The adapter can create tables and add missing columns. For existing tables with rows, new non-null schema columns are added nullable because no default/backfill value exists. Use migration tooling instead when schema changes require review, backfill, or destructive changes.

DLQ and poison writes

Use PostgresDLQSink when failed records should be inspectable through SQL and participate in database backup, retention, and access controls.

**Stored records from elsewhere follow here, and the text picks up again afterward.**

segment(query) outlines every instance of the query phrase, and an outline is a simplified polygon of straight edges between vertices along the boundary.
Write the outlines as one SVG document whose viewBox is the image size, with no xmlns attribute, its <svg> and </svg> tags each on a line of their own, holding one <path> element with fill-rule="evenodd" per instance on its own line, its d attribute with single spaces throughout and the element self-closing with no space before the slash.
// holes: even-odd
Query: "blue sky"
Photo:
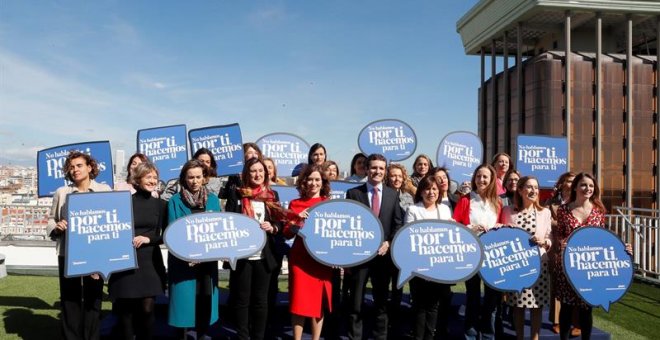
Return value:
<svg viewBox="0 0 660 340">
<path fill-rule="evenodd" d="M 476 2 L 2 1 L 0 164 L 237 122 L 244 141 L 321 142 L 348 170 L 360 130 L 386 118 L 435 159 L 448 132 L 476 132 L 479 58 L 456 33 Z"/>
</svg>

from agora import DeliveryConfig, Pipeline
from agora_plugins.postgres import PostgresDLQSink, PostgresSink, PostgresSource


dlq = PostgresDLQSink(
    dsn="postgresql://app:secret@localhost:5432/app",
    table="ops.agora_dlq",
)

sink = PostgresSink(
    dsn="postgresql://app:secret@localhost:5432/app",
    table="processed_events",
    row_mapper=lambda record: record,
    conflict_key="id",
    poison_record_sink=dlq,
    poison_record_pipeline_id="orders-postgres",
)

summary = await (
    Pipeline(
        PostgresSource(
            dsn="postgresql://app:secret@localhost:5432/app",
            query="SELECT id, payload FROM inbox ORDER BY id",
            row_mapper=lambda row: row,
        )
    )
    .build(sink, config=DeliveryConfig(batch_size=100))
    .run()
)

Sink write failures are classified as schema drift, constraint violation, type mismatch, or unknown. When a poison DLQ sink is configured, failed buffered rows can be routed with that classification metadata.

Observability

PostgreSQL components expose:

  • source health snapshots and recovery-contract snapshots
  • source/sink/DLQ metrics snapshots
  • sink latency histograms for connect, pool acquire, and flush
  • Prometheus text rendering through PostgresPrometheusExporter
  • acceptance reports with threshold objects

Production checklist

  • Back every conflict_key with a real unique constraint or primary key.
  • Use copy_merge for large upsert-heavy loads and copy only for append-only loads with upsert=False.
  • Keep source queries ordered by checkpoint fields.
  • Use server_side fetch for large reads that should not materialize the whole result client-side.
  • Prefer sslmode="verify-full" unless deployment policy owns the override.
  • Use read_routing and max_replica_replay_lag_s deliberately in HA setups.
  • Use PostgresSchemaAdapter only when automatic additive schema changes are acceptable.
  • Use PostgreSQL DLQ when operators need SQL filtering, retention, backup, and audit over failed records.

Boundaries

PostgreSQL is the right fit when records are naturally relational, operators debug through SQL, or replay state belongs in a database table.

It is the wrong fit when the workload is primarily event transport, when table shape changes faster than migrations can govern it, or when the pipeline needs a broker rather than an operational store.